Among some of his question, we choose the one question that is interesting for us to see. The question is: "At what age begin to protect themselves professionals with a variety of insurance products?" We give her the answer is contextual, and the answer to that is what will we say to you on this occasion.
Insurance Policy Priorities
Each person faces different phases in the life of each one with its own challenges. In terms of work or effort, we categorize the phases of one's career into three stages, namely:
- Age 20 years;
- Age 30-40 years;
- Age 50 and over.
First, the 20-year age range. In this phase, you fall into the category of new labor force, and chances are you've graduated from university bench. After graduation you start looking for a job, then get your dream job, and then you get a regular income every month.
We assume that you are still single (not married) at the beginning of your career. Challenges you face in terms of managing earnings are still modest, that your attitude in the face of personal expenditures each month.
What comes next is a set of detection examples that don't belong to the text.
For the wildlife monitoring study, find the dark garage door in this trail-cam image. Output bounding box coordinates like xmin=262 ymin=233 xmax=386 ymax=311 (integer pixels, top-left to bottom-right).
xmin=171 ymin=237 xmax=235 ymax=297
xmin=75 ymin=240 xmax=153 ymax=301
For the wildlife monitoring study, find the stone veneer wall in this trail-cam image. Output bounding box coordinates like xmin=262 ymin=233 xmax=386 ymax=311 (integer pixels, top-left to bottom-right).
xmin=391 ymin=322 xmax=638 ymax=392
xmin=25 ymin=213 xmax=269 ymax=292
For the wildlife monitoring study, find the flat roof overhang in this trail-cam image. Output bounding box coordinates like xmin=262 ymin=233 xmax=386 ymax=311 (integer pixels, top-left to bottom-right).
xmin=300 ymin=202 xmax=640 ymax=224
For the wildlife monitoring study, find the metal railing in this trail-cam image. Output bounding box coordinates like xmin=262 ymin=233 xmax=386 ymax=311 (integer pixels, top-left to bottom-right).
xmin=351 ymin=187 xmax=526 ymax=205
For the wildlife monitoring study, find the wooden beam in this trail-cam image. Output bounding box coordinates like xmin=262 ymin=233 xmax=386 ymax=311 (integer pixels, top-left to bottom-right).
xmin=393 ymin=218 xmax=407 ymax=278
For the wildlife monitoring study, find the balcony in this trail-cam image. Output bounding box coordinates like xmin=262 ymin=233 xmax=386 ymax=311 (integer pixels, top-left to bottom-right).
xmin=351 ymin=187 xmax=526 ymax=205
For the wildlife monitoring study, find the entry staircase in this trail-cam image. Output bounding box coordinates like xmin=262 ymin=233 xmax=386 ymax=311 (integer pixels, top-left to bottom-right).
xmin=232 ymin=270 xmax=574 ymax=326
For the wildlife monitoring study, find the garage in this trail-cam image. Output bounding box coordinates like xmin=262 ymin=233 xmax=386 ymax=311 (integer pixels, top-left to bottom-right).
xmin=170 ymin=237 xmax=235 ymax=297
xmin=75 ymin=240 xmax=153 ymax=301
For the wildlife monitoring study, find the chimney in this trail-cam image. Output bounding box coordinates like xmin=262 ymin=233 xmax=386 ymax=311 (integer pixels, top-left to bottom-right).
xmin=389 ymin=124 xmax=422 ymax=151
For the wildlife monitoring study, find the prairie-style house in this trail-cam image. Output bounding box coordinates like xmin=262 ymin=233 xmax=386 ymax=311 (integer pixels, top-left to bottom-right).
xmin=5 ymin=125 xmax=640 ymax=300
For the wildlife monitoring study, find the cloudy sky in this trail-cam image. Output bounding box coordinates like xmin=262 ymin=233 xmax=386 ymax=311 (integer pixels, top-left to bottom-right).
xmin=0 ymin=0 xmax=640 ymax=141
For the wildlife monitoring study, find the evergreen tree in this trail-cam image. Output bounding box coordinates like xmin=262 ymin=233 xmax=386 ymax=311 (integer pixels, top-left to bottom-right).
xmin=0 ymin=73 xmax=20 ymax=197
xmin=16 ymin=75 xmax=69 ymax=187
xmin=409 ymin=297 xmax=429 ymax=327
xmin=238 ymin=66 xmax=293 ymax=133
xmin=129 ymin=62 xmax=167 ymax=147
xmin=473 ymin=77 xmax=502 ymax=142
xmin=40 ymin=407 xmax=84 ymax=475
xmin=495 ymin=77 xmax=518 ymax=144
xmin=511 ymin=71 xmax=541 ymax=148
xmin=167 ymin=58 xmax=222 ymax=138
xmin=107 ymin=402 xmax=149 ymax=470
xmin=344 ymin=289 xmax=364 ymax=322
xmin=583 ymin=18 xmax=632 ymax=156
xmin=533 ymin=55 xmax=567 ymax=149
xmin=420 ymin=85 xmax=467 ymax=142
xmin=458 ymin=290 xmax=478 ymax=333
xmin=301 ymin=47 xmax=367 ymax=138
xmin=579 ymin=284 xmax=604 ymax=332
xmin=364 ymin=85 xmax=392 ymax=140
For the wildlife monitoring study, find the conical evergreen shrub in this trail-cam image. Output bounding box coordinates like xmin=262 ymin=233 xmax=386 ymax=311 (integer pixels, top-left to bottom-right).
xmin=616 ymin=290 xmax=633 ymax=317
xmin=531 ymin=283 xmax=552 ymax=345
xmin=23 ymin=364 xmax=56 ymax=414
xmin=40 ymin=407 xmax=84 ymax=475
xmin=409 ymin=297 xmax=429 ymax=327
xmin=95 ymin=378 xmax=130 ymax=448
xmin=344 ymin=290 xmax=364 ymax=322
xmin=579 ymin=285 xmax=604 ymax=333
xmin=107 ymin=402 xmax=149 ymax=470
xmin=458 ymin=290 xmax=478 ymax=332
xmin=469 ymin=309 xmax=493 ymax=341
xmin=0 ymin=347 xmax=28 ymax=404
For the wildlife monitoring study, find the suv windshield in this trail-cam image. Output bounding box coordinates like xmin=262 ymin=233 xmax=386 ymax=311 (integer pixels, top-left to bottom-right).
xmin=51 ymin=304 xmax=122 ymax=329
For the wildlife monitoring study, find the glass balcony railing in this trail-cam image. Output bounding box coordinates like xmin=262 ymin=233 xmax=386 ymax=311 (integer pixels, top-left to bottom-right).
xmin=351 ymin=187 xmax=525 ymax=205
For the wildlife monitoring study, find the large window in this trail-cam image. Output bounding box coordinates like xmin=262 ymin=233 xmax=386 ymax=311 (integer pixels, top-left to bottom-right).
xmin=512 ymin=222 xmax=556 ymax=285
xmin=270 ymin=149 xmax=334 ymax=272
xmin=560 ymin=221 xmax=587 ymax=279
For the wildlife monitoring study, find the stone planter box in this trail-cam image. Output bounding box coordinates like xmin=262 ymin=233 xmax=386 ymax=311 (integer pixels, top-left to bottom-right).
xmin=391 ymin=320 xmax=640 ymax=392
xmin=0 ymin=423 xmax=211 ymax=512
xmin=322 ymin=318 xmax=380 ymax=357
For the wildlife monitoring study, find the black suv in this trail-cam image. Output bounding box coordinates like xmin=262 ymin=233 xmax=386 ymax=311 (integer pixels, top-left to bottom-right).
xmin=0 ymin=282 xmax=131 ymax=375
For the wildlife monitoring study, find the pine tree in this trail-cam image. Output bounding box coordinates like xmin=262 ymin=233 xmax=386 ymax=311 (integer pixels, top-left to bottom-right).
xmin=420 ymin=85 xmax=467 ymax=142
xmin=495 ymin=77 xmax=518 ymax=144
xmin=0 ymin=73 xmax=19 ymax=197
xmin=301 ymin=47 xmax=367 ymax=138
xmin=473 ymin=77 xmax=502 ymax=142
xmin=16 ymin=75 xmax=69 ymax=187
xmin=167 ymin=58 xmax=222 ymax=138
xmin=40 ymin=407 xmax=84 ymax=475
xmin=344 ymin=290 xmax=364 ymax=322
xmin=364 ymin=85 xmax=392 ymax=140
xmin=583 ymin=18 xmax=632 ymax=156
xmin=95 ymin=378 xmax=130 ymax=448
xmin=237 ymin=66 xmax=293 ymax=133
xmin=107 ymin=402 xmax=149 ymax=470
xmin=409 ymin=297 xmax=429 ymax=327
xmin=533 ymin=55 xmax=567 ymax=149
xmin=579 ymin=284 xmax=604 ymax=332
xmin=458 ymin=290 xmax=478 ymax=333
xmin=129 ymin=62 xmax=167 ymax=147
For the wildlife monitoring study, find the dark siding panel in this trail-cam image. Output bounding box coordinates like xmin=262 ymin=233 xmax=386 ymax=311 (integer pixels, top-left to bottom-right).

At the same time, you can start saving for anticipated needs in the future, one of them for the cost of marriage. Not rule out the possibility, if your income is sufficient, you can save for the allocation of the purchase of a house.
In the mid of this, you do not have great financial need. That is why we recommend to you to prioritize the purchase of life insurance policies that can protect your income (income protection). In addition, you need to ensure that the life insurance policy you purchased may protect you from unexpected events in the future, such as accidents or illness.
Second, the age of 30-40 years. At this age, generally you are married and have children. Along with the increasing demands and financial obligations should you provide for your family, you need to protect yourself and your family with the proper life insurance products.
In this phase, you should consider getting life insurance protection in accordance with the increase of your income and increasing the financial obligations to your family. Concretely, in addition to life insurance policy that you get at the age of 20 years, you need to prepare yourself with a life insurance policy which contains elements of cost savings for your children's education in the future.
Third, the age of 50 years and over. At this age, most children have completed your studies in Higher Education bench. they had been able to work and have their own income. At the same time, mortgage and other financial obligations you have almost paid off and reduced.
It's time for you to review your insurance policy. Generally, at the age of 50 years, you will begin susceptible to illness and disease. That's why, you must complete your insurance policy with the schemes 'long term care'. It will be very useful if one day you fall sick and you can not take care of themselves. In addition, you also have to make sure that your insurance policy can provide benefits for your benefit at retirement.
Based on these three phases, it is important for you to plan a proper financial management so that you can optimize your financial resources. You should be able to choose a life insurance policy that fits your protection needs, goals / plan for your finances, and your tolerance for risk. Your accuracy in choosing the type of insurance policy that suits your age will determine the maximum protection you get at a later date.